Année 2015 - Revue n°463

L’appréciation individuelle a ceci de particulier qu’elle semble aussi nécessaire – c’est en particulier ce que montrent de nombreux exemples historiques1 – qu’elle est complexe à mettre en œuvre de manière satisfaisante.

La reconnaissance de la qualité du travail, des contributions et comportements professionnels de chacun, est non seulement assez légitime du strict point de vue économique (la contribution personnelle justement rémunérée en complément du contrat de travail proprement dit) mais l’on peut difficilement animer un large collectif de travail sans y avoir recours. L’égalitarisme salarial ne tient pas dans la durée. Dès lors, la seule question qui vaille est celle des dispositifs et des outils utilisés. Et notamment : de quels indicateurs se dote-t-on pour réaliser cette évaluation ?

Ces indicateurs doivent permettre et faciliter l’appréciation du travail de la personne et de ses comportements professionnels, l’atteinte de ses objectifs fixés préalablement en concertation ou bien encore ses performances. Ils doivent objectiver un peu cette évaluation et faire en sorte que l’on échappe à la « note de gueule », à la « tête du client » ou au copinage. Mais formaliser des indicateurs ne suffit pas ! Si l’on oriente ces indicateurs sur des éléments qui conduisent les salariés à chercher à faire la différence, voire à entrer en compétition avec leurs collègues, c’en est fini de leur propension à bien travailler ensemble. L’outil d’évaluation lui-même ne doit pas porter le message d’une individualisation forcenée, pas même de manière suggestive.
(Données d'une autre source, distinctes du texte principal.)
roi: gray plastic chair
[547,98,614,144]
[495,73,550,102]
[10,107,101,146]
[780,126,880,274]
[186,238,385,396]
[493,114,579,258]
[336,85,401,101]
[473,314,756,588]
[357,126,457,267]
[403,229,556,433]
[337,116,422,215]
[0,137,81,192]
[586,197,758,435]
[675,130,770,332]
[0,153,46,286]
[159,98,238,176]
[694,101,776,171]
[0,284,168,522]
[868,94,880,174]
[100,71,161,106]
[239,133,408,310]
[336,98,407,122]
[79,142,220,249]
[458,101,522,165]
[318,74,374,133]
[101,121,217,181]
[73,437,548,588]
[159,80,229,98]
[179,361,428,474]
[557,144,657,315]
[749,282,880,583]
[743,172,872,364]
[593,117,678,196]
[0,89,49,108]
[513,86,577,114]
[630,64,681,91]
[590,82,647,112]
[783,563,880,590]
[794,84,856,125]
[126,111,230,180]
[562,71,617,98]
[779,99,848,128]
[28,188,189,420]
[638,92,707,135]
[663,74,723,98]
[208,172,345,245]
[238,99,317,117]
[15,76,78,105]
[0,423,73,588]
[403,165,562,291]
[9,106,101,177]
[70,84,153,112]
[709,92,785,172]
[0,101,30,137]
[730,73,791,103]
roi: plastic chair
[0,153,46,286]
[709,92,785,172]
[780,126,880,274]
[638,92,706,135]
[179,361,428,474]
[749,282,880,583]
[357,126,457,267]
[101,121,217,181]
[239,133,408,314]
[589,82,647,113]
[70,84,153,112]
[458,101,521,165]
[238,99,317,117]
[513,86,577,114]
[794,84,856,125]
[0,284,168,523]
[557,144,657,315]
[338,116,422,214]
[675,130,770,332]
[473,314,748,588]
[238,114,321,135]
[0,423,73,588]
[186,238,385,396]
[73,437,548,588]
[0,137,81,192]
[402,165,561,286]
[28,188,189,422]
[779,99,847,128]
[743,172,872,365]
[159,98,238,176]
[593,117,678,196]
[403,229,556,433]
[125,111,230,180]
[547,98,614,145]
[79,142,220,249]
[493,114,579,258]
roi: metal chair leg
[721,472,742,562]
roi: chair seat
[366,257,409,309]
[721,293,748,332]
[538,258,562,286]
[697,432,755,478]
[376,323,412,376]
Deux pistes peuvent être évoquées pour éviter ce piège. Dans les deux cas, il s’agit de valoriser aussi bien la performance ou la contribution individuelle que la manière – nécessairement collective – de parvenir à ces résultats. Cette performance individuelle ou les ambitions personnelles n’ont de sens qu’au travers du bon fonctionnement collectif : on ne fait jamais rien de bon ou de moins bon seul, on le fait toujours avec les autres.

La première piste consiste à utiliser des indicateurs caractérisant la qualité de la coopération, la solidarité au sein du collectif de travail, l’aide à autrui, la capacité à délivrer les informations utiles et pertinentes au bon moment et à prendre des décisions en commun, l’aptitude à créer et à maintenir des contacts, à développer des liens ou des réseaux, également le souci de déléguer efficacement pour les encadrants… Autant de moyens simples pour accorder la juste importance aux relations entre les personnes. La seconde piste décline en quelque sorte ce principe de manière transversale sur l’ensemble des objectifs fixés à chaque salarié. Il s’agit alors d’inciter – sinon d’obliger – les encadrants à instiller dans chaque objectif des éléments de nature collective. A titre d’exemple, l’objectif individuel visant l’amélioration de la maîtrise d’un nouvel outil informatique peut être associé à l’attention portée à l’échange avec les collègues plus avancés dans cette maîtrise ou bien à la capacité à transmettre ses nouvelles connaissances aux collègues les moins avancés ou qui viennent d’être embauchés.

Ainsi, chacun n’agit pas que dans le but de valoriser son action personnelle mais s’efforce de s’inscrire dans une démarche collective qui sied à l’efficacité globale de l’entreprise, qui est conforme au bien-être personnel de chacun et qui réduit les risques psychosociaux. Que demander de plus ?

1 : Cf. Ph. Denimal, Les Leviers essentiels de la rémunération, op. cit., pp. 119-128.